I see Fearless Formula Feeder – the site, the Facebook page, and the persona- as standing for infant feeding freedom first and foremost. But FFF also stands for honesty, open-mindedness, respect, and fairness. We have to give people a chance to engage with us if we’re going to make any progress in ending this ridiculous breast vs bottle war. I know, I know – many of us feel like it’s only a war because the “other side” has made it so, and I think there is a lot of truth to that. And I know it feels really sucky to have to be the bigger person and treat others how you want to be treated, especially when they aren’t giving you the same respect.

Don’t get me wrong – this doesn’t mean you can’t fight fire with fire. I love the articulate, targeted way some of you choose to fight back. You fight science with science, studies with studies, anecdotes with anecdotes. That’s the way to do it. Stooping to calling someone a “lactonazi” or making blanket statements about breastfeeding mothers is only perpetuating the belief that all formula feeders are anti-breastfeeding, when I know most of us are the farthest thing from it. I don’t want to feel like a sanctimonious jerk by reminding the community about that. I also don’t want to seem like I am not jumping to the defense of those I care so deeply about defending.

I think the point of this rant is as follows: FFF serves a few purposes – it exists to support mothers who are bottle feeding in a practical manner, both emotionally and with research-based and peer-oriented advice on feeding logistics. It also exists as an advocacy site, to protect the rights of formula feeding, tube feeding, and combo feeding parents. It supports  women in their individual breastfeeding journeys (i.e., helping with encouragement for moms wanting to try again, or moms who are currently struggling but want to continue to breastfeed). And it promotes a conversation between infant feeding activists, mothers, physicians, researchers, and interested parties to try and make some progress so that things aren’t so crappy for future generations of mothers.
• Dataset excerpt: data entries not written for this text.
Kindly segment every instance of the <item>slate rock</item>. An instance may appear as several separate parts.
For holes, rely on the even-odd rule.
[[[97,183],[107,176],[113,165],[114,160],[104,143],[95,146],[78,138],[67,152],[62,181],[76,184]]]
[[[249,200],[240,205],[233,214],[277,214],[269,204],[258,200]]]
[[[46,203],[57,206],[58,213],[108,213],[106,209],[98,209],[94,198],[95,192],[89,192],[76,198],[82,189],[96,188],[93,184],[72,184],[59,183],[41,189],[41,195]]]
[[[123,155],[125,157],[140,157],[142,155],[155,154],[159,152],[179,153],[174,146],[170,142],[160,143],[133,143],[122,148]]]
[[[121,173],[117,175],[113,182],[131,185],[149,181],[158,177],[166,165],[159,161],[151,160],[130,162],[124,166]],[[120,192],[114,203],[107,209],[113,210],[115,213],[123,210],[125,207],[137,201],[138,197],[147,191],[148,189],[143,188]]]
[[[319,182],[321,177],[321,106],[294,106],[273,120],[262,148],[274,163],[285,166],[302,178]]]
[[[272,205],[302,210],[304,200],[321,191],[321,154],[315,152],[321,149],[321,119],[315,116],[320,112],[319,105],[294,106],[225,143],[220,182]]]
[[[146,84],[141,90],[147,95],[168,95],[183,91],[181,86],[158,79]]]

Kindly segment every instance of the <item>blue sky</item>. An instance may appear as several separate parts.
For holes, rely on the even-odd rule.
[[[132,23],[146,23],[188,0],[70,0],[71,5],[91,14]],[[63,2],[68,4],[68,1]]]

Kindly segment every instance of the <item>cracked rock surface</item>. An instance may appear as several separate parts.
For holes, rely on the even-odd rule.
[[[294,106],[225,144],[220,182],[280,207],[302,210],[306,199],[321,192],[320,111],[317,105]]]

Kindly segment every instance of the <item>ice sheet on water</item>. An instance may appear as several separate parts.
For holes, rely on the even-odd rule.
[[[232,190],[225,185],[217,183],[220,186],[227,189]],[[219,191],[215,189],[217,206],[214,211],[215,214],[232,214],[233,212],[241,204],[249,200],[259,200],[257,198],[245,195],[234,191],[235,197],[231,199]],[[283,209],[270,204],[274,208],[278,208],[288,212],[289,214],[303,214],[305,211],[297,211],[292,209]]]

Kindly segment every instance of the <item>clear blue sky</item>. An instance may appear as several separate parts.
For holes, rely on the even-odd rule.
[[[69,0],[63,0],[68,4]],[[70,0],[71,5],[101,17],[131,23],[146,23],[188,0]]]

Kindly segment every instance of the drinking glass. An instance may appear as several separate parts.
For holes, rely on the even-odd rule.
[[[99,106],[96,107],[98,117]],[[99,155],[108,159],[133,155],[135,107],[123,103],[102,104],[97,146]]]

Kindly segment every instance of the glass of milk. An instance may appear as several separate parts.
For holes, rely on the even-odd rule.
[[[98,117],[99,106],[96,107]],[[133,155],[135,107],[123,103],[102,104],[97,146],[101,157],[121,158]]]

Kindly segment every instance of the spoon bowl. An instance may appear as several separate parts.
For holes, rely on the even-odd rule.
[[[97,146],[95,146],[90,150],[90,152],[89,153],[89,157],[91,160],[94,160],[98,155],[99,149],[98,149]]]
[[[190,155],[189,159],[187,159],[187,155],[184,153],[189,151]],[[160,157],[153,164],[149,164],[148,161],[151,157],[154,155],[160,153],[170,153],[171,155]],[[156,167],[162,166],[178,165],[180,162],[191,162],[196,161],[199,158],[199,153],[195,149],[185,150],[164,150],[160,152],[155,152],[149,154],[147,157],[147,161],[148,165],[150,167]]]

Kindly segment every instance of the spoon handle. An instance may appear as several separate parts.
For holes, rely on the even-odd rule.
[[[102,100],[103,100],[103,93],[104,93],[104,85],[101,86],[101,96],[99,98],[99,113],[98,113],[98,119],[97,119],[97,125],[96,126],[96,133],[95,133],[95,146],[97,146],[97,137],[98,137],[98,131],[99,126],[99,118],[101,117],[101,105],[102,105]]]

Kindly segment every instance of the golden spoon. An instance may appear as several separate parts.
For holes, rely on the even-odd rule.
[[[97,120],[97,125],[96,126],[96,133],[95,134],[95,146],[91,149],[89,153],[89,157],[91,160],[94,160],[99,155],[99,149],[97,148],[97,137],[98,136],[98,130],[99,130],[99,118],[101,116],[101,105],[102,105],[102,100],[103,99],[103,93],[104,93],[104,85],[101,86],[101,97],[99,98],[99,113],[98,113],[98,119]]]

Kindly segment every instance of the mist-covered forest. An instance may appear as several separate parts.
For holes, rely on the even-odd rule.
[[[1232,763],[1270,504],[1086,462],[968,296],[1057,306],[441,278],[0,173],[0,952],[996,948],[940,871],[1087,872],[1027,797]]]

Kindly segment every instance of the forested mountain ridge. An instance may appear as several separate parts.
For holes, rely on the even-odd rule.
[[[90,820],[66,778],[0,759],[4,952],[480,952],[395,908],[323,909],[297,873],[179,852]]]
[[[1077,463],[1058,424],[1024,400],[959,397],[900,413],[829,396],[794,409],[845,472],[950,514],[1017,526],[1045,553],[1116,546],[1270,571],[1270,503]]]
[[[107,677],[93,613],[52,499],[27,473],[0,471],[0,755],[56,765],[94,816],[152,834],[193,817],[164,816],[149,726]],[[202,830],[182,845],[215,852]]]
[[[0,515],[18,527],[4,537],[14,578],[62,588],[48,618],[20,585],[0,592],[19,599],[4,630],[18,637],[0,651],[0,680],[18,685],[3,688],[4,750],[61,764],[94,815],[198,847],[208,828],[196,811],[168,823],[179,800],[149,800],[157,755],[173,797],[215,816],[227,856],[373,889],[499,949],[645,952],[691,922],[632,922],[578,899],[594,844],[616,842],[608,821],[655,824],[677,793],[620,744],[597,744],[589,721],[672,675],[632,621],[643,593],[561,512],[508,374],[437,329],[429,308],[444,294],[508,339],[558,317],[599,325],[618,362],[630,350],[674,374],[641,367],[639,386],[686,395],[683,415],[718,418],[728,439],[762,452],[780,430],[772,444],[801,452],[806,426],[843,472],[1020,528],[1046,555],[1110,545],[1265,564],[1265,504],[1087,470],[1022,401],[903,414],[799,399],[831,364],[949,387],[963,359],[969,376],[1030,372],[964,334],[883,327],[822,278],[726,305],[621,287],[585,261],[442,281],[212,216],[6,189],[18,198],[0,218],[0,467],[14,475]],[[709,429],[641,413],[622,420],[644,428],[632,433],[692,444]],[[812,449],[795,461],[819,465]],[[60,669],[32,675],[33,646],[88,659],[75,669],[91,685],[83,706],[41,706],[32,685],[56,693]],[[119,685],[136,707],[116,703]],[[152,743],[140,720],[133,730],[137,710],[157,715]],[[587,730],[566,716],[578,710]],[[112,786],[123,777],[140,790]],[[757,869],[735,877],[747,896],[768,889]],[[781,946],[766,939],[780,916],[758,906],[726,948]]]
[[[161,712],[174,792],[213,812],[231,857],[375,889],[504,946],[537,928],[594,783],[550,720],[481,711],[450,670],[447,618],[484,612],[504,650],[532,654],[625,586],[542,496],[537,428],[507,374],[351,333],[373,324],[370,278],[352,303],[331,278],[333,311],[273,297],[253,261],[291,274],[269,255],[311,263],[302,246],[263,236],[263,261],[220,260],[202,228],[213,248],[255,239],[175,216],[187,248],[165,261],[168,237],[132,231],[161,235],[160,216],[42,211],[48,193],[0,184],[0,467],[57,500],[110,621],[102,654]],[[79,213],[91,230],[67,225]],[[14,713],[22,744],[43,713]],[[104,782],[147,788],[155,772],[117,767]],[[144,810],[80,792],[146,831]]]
Therefore, the Facebook page is sometimes not going to be a safe haven. There are going to be times when someone might say something that hurts you deeply, and I invite you to express that hurt, and strike out in the most powerful way you can – by speaking your truth, being proud of your choices, and knowing that the power of the community is behind you. And my promise to you is that while I will gladly allow the sandy shoed folks to hang around and contribute, I will not stand for people tracking mud all over my living room. Or if they do, they better plan to stick around and Hoover the crap out of the place.